Classifications

• • H—ELECTRICITY
  • H02—GENERATION; CONVERSION OR DISTRIBUTION OF ELECTRIC POWER
  • H02H—EMERGENCY PROTECTIVE CIRCUIT ARRANGEMENTS
  • H02H1/00—Details of emergency protective circuit arrangements
  • H02H1/0007—Details of emergency protective circuit arrangements concerning the detecting means
• • G—PHYSICS
  • G01—MEASURING; TESTING
  • G01R—MEASURING ELECTRIC VARIABLES; MEASURING MAGNETIC VARIABLES
  • G01R31/00—Arrangements for testing electric properties; Arrangements for locating electric faults; Arrangements for electrical testing characterised by what is being tested not provided for elsewhere
  • G01R31/327—Testing of circuit interrupters, switches or circuit-breakers
  • G01R31/3277—Testing of circuit interrupters, switches or circuit-breakers of low voltage devices, e.g. domestic or industrial devices, such as motor protections, relays, rotation switches
  • G01R31/3278—Testing of circuit interrupters, switches or circuit-breakers of low voltage devices, e.g. domestic or industrial devices, such as motor protections, relays, rotation switches of relays, solenoids or reed switches
• • H—ELECTRICITY
  • H02—GENERATION; CONVERSION OR DISTRIBUTION OF ELECTRIC POWER
  • H02H—EMERGENCY PROTECTIVE CIRCUIT ARRANGEMENTS
  • H02H3/00—Emergency protective circuit arrangements for automatic disconnection directly responsive to an undesired change from normal electric working condition with or without subsequent reconnection ; integrated protection
  • H02H3/08—Emergency protective circuit arrangements for automatic disconnection directly responsive to an undesired change from normal electric working condition with or without subsequent reconnection ; integrated protection responsive to excess current

Definitions

• the invention relates to a method for controlling an electronic overcurrent release for low-voltage circuit breakers with the features mentioned in the preamble of claim 1.
• overcurrent releases are used to detect the event of an overcurrent event (e.g. short circuit) in good time and to prevent damage or destruction of the low-voltage circuit breaker by suitable means, e.g. means for immediate disconnection of the contacts.
• overcurrent event e.g. short circuit
• the current flowing through the low-voltage circuit breaker is determined.
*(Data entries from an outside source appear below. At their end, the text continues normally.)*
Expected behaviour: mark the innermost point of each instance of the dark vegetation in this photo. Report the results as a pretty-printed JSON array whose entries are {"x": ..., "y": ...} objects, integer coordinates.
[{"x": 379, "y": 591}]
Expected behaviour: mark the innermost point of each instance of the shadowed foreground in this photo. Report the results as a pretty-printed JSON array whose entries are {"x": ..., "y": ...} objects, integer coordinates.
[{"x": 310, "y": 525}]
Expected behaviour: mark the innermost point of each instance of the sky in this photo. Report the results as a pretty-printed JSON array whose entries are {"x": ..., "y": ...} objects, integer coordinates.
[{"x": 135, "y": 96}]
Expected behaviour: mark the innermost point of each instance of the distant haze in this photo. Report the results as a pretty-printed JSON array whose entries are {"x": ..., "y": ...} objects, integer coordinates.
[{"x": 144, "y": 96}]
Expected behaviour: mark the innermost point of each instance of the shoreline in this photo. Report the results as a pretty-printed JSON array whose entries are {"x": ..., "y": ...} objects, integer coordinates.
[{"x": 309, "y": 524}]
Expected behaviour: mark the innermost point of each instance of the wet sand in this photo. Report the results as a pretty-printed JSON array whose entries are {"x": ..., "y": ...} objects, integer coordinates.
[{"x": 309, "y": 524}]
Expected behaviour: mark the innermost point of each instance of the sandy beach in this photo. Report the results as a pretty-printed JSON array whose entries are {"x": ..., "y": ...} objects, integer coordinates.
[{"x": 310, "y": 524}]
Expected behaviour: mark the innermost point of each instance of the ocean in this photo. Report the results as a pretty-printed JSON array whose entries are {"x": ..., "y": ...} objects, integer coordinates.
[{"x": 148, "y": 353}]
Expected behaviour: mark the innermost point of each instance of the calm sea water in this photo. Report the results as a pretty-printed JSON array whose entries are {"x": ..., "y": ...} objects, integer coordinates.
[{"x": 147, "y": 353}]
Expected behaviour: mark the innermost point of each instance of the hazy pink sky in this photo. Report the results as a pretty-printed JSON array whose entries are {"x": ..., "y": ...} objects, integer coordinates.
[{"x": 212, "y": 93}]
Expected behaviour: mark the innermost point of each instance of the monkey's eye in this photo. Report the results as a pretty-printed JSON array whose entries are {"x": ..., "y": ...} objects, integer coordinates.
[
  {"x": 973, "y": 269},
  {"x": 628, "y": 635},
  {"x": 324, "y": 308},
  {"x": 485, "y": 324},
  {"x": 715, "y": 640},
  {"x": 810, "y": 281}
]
According to the state of the art, this can be achieved, for example, by air coils which are arranged near the current-carrying elements of the low-voltage circuit breaker.
• the current-carrying conductor generates a magnetic field, the change in time of which in the coil leads to a voltage.
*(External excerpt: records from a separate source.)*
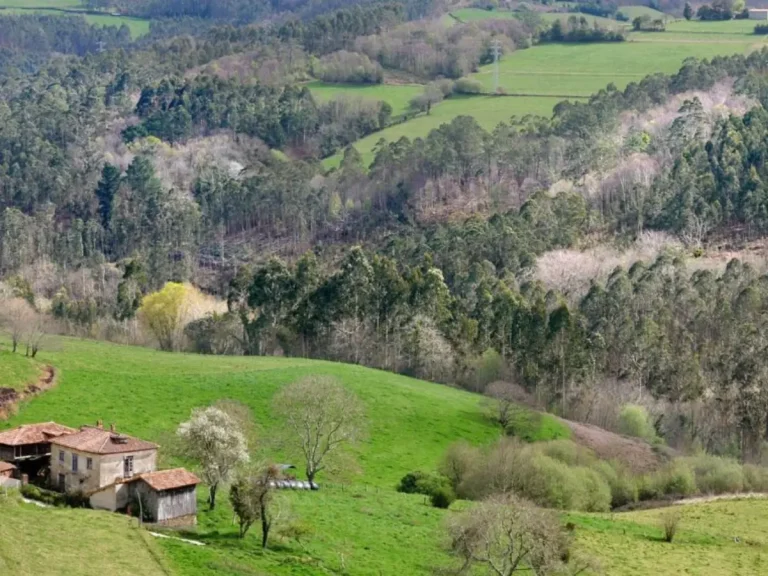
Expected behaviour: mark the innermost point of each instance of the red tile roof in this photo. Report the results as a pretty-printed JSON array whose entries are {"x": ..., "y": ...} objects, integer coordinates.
[
  {"x": 99, "y": 441},
  {"x": 169, "y": 479},
  {"x": 34, "y": 434}
]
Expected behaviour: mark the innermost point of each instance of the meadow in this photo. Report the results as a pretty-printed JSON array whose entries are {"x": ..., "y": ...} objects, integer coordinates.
[
  {"x": 543, "y": 75},
  {"x": 356, "y": 524},
  {"x": 17, "y": 370},
  {"x": 489, "y": 111},
  {"x": 66, "y": 542},
  {"x": 137, "y": 26}
]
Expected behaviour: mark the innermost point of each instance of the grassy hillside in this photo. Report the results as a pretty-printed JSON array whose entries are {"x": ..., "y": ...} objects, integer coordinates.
[
  {"x": 16, "y": 371},
  {"x": 149, "y": 393},
  {"x": 138, "y": 26},
  {"x": 360, "y": 527},
  {"x": 546, "y": 74},
  {"x": 489, "y": 111},
  {"x": 714, "y": 539},
  {"x": 65, "y": 542},
  {"x": 396, "y": 95}
]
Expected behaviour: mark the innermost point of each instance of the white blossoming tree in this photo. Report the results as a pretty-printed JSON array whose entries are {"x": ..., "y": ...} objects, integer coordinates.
[{"x": 215, "y": 440}]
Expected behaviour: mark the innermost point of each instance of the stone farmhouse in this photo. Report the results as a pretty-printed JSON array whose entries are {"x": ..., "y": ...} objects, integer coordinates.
[{"x": 112, "y": 469}]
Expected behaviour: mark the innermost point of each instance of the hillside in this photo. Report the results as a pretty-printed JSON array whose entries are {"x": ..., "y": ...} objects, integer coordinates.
[
  {"x": 67, "y": 542},
  {"x": 362, "y": 527}
]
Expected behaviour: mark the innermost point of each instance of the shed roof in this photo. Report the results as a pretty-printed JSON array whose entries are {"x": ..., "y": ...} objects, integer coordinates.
[
  {"x": 99, "y": 441},
  {"x": 169, "y": 479},
  {"x": 34, "y": 433}
]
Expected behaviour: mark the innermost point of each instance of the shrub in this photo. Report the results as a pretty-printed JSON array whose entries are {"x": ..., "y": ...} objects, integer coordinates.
[
  {"x": 442, "y": 497},
  {"x": 670, "y": 521},
  {"x": 675, "y": 479},
  {"x": 755, "y": 478},
  {"x": 633, "y": 421},
  {"x": 621, "y": 483},
  {"x": 569, "y": 453},
  {"x": 715, "y": 475},
  {"x": 423, "y": 483}
]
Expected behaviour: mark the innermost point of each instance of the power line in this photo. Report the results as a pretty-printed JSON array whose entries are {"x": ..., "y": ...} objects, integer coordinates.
[{"x": 496, "y": 53}]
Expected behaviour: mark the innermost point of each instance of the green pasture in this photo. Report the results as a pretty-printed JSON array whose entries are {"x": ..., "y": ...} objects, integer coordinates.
[
  {"x": 489, "y": 111},
  {"x": 396, "y": 95}
]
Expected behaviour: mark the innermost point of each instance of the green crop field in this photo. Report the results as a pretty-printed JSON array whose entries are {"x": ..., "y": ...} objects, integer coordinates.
[
  {"x": 17, "y": 371},
  {"x": 489, "y": 111},
  {"x": 634, "y": 11},
  {"x": 368, "y": 527},
  {"x": 66, "y": 542},
  {"x": 137, "y": 26},
  {"x": 396, "y": 95},
  {"x": 546, "y": 74},
  {"x": 362, "y": 527},
  {"x": 583, "y": 69},
  {"x": 714, "y": 539}
]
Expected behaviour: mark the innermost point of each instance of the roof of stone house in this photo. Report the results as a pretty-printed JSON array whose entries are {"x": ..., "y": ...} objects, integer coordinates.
[
  {"x": 97, "y": 440},
  {"x": 34, "y": 433},
  {"x": 169, "y": 479}
]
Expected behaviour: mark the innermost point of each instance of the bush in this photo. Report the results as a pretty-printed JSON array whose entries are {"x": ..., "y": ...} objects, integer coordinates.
[
  {"x": 422, "y": 483},
  {"x": 442, "y": 497},
  {"x": 755, "y": 478},
  {"x": 621, "y": 483},
  {"x": 716, "y": 475},
  {"x": 468, "y": 86},
  {"x": 675, "y": 479},
  {"x": 634, "y": 421}
]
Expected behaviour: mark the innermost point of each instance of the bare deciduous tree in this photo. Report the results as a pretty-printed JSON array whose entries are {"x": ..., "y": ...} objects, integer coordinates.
[
  {"x": 251, "y": 496},
  {"x": 505, "y": 535},
  {"x": 322, "y": 416},
  {"x": 16, "y": 314}
]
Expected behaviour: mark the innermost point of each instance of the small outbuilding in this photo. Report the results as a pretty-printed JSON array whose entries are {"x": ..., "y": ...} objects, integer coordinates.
[
  {"x": 168, "y": 497},
  {"x": 7, "y": 470}
]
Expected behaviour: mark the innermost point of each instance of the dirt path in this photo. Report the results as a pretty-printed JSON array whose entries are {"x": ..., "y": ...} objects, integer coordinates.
[{"x": 10, "y": 399}]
• This voltage signal is regularly converted into a digital signal by means of an analog-digital converter, which is integrated and represents a variable for the current flowing through the low-voltage circuit breaker within a time interval.
• This digitized current signal is fed to a microprocessor, which evaluates the individual, temporally successive current signals. If a disproportionate current rise (overcurrent event) is concluded from the digitized current signal, the microprocessor adjusts Signal available which activates a trigger for short-circuit protection.
• Another disadvantage is that only those faults can be recognized which have a significant influence (three times the previous current value) on the current values. Smaller faults, which do not reach three times the previous current value, can also lead to false tripping of the overcurrent release if they occur several times.
• a particular advantage of the method according to the invention for controlling an electronic overcurrent release for low-voltage circuit breakers is that it has a lower susceptibility to faults due to faults caused by power supplies or EMC influences. Characterized in that signals whose current value is not between the current values of the previous signal and the subsequent signal or whose current value does not match the current values of the previous one Signals or the subsequent signal matches classified as potentially faulty signals and can be checked by means of further criteria, it is also possible to identify and filter such faults which have a smaller influence on the digitized current values than three times the previous stir value.
• those signals classified as potentially faulty are not included in the evaluation for the assessment of an overcurrent event, the current values of which exceed the current values of the preceding signal by a predetermined value.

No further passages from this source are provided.